Physicists ready to team up with UBD

National 4 minutes, 8 seconds


THE world’s largest laboratory for fundamental physics, CERN, is ready to collaborate with students at Universiti Brunei Darussalam (UBD) to join in the research and engineering projects.

CERN’s Directorate-General Unit’s Senior Physicist, Professor Emmanuel Tsesmelis, and Physicist and Scientist, Professor Albert De Roeck were here at UBD yesterday for talks with its Vice Chancellor and staff at the Faculty of Science.

Founded in 1954, CERN was one of Europe’s first joint ventures and has become a premier example of international collaboration.

Today, more than 60 years later, CERN is the world’s largest laboratory for fundamental physics, hosting more than 11’000 scientists and engineers from around the world working on its research and engineering projects, according to a statement by UBD.

CERN is based in Switzerland.

Speaking to The Brunei Times, Professor Tsesmelis explained that CERN is the European Organisation for nuclear research, and is an international and inter-governmental organisation for fundamental research, technology, innovation and engineering.
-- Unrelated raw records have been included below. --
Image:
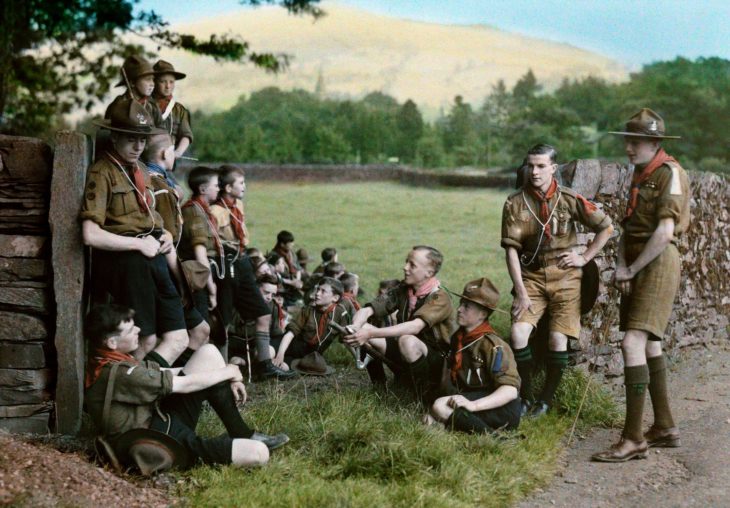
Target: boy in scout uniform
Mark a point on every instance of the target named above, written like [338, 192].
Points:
[175, 117]
[308, 330]
[138, 76]
[647, 274]
[129, 244]
[419, 341]
[539, 237]
[482, 369]
[237, 286]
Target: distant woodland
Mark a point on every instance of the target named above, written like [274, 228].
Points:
[304, 127]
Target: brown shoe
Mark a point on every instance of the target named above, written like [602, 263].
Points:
[624, 450]
[662, 438]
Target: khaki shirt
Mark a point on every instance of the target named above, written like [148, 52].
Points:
[167, 205]
[486, 364]
[434, 309]
[665, 194]
[225, 226]
[110, 200]
[137, 390]
[196, 230]
[521, 229]
[304, 324]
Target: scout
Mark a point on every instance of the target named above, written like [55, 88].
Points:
[237, 284]
[308, 331]
[175, 117]
[138, 76]
[159, 159]
[647, 274]
[137, 398]
[418, 343]
[539, 237]
[129, 244]
[482, 369]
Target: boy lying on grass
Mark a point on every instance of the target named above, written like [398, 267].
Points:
[482, 370]
[145, 396]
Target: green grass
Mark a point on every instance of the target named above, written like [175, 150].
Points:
[349, 446]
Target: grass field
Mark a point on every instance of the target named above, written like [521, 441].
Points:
[349, 446]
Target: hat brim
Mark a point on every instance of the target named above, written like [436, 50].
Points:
[640, 135]
[106, 124]
[295, 365]
[123, 445]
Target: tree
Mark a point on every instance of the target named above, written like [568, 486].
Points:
[57, 55]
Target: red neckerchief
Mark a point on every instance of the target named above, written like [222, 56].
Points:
[101, 357]
[638, 178]
[353, 299]
[136, 176]
[425, 289]
[238, 219]
[321, 325]
[544, 200]
[464, 339]
[287, 255]
[202, 203]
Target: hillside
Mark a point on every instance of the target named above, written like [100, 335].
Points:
[357, 52]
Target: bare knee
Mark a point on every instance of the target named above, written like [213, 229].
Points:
[249, 453]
The driving force behind CERN is to do fundamental research in particle physics to further our understanding of the origins of the universe, he said.

However, to be able to achieve their mission, they need to develop the technologies in the particle detectors and the particle accelerators, among others, to be able to carry out that fundamental research.

“This is done through our programmes with institutes and universities and with industry. Also, we need the people, and a lot of them are people who are involved with our projects are of course scientists, but also many students from around the world,’’ he said.

They are currently collaborating with 700 different universities worldwide.

“One of our missions is to also bring people together from different cultures and different countries for the purpose of science,’’ he said.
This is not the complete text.